Britain’s technology employers have been warned to change recruitment strategies and focus on local UK workers, as new research reveals a heavy reliance on foreign tech talent to drive growth.
In a global study of technology hubs, undertaken by tech recruitment specialist Hired, almost a third of job offers from UK tech startups were given to candidates based outside the country.
In order to lure the foreign tech talent considered essential to startup growth, the “relocation salaries” offered to overseas candidates by UK-based companies were also found to be greater than the rates earned by the local workforce.
The average salary offered to a foreign professional by UK tech firms was 28 per cent higher than British employees for the same role.
The findings could act as a notice to the UK’s tech sector to prepare for the loss of access to the European workforce in light of Britain’s exit from the EU. With no guarantees around visas for existing foreign employees, startups may soon have no choice but to invest in British workers.
Lindsey Scott, head of communications at Hired, said in an official blog post that the findings “underscored the importance for the UK to continue to invest in developing a pool of local talent”.
Scott added that the reality in cities such as Sydney and New York was significantly different to the UK, with local employees paid higher salaries than those relocating from abroad.
Commenting on the study, Richard Shea, a director at recruitment firm Futurestep, said that the figures “demonstrate once more the contribution foreign tech talent is making to our economy”.

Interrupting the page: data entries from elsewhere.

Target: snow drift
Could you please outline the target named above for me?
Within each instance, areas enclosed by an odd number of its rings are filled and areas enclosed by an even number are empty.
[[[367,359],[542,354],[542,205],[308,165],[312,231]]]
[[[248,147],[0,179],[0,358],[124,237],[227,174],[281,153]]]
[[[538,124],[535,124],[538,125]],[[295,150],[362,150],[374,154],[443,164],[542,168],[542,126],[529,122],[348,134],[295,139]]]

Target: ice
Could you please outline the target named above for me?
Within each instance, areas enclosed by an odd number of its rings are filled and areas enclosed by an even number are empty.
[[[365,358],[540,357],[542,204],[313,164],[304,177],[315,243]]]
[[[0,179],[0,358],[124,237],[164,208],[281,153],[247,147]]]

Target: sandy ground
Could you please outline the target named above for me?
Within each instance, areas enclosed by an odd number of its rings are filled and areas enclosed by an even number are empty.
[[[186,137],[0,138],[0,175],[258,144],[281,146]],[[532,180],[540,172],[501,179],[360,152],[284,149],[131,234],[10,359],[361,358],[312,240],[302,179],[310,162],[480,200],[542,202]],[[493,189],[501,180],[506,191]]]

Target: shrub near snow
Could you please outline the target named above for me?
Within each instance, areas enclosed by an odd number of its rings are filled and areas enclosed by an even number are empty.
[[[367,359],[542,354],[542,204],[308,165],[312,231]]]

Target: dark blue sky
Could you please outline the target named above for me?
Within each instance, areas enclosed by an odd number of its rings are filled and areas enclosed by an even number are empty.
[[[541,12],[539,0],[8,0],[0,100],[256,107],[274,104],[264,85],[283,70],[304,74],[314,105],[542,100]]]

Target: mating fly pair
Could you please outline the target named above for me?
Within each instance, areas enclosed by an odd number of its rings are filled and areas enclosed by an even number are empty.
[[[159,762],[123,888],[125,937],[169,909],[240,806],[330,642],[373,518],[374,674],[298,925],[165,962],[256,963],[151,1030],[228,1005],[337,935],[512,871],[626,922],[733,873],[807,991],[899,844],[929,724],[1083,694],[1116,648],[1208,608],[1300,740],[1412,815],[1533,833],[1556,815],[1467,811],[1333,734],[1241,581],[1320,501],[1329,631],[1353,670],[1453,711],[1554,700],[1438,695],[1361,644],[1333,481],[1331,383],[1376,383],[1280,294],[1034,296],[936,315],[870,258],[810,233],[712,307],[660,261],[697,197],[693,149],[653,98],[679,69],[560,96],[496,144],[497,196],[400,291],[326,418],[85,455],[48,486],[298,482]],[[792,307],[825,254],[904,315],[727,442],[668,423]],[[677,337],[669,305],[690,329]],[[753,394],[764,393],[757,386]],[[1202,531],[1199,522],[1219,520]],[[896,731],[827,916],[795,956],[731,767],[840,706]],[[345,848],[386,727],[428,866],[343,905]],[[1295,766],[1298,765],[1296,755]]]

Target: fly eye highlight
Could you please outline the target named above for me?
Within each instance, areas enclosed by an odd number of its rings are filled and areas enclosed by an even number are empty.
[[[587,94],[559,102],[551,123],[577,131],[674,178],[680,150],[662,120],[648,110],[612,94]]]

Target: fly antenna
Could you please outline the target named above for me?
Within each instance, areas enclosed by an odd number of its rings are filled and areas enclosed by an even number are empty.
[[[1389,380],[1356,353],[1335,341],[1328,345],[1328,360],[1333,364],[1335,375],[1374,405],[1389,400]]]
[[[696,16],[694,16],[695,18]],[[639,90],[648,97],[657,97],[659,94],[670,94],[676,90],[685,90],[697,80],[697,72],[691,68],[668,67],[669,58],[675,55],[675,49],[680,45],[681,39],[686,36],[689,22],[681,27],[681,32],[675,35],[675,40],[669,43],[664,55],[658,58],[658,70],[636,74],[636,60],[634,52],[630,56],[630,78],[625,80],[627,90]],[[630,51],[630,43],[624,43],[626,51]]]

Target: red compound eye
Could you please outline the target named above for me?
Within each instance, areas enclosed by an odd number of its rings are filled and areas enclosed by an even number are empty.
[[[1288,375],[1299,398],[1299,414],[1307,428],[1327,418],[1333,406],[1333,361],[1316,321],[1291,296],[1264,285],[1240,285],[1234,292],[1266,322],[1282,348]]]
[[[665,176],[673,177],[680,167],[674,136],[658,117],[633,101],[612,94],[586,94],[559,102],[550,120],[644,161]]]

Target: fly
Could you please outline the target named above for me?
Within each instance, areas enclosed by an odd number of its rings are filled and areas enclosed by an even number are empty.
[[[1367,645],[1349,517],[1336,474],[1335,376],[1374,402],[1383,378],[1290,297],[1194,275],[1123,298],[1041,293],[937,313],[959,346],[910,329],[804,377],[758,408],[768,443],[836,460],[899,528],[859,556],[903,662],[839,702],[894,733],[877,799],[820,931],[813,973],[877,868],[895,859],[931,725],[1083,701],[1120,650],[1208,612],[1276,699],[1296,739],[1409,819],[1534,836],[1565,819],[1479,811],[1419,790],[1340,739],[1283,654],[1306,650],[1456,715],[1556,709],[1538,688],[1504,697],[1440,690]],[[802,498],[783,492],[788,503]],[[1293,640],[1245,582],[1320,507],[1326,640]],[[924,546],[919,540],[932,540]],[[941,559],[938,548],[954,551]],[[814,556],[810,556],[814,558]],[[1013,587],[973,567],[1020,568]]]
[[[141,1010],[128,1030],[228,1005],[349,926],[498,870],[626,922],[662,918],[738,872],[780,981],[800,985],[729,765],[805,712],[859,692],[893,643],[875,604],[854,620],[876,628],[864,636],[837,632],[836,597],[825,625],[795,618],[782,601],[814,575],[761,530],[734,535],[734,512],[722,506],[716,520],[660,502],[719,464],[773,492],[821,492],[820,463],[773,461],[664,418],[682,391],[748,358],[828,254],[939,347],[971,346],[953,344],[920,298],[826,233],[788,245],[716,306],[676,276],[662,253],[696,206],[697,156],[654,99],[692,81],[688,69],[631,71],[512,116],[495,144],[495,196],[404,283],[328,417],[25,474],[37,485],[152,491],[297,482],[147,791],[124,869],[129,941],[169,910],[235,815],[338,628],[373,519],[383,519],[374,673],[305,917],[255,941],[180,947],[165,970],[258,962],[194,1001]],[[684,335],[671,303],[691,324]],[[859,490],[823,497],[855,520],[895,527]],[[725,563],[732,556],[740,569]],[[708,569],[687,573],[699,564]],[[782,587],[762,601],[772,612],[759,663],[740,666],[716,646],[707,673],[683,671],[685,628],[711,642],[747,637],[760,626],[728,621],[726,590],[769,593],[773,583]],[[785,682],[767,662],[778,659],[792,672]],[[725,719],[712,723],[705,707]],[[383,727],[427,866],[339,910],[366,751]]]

“This is in stark contrast to other technology hubs such as San Francisco and a clear indicator that the UK technology industry is reliant on foreign workers in order to stay on the forefront of innovation,” he said in a statement.
The salaries of tech workers in London were also found to lag behind other cities. The average salary for a tech professional in the capital was £56,000 – 25 per cent less than counterparts in San Fransisco and 30 per cent behind New York salaries.
Shea added that UK tech startups should not underestimate the importance of higher salaries in remaining competitive.
“With the widening skills gap in STEM industries, it is crucial for employers to ensure they have the best people on board if they don’t want to risk losing out to their competition. Whereas higher salaries alone may not enough to get the best people on board, they certainly play an integral part in a candidate’s decision to choose one company over another.”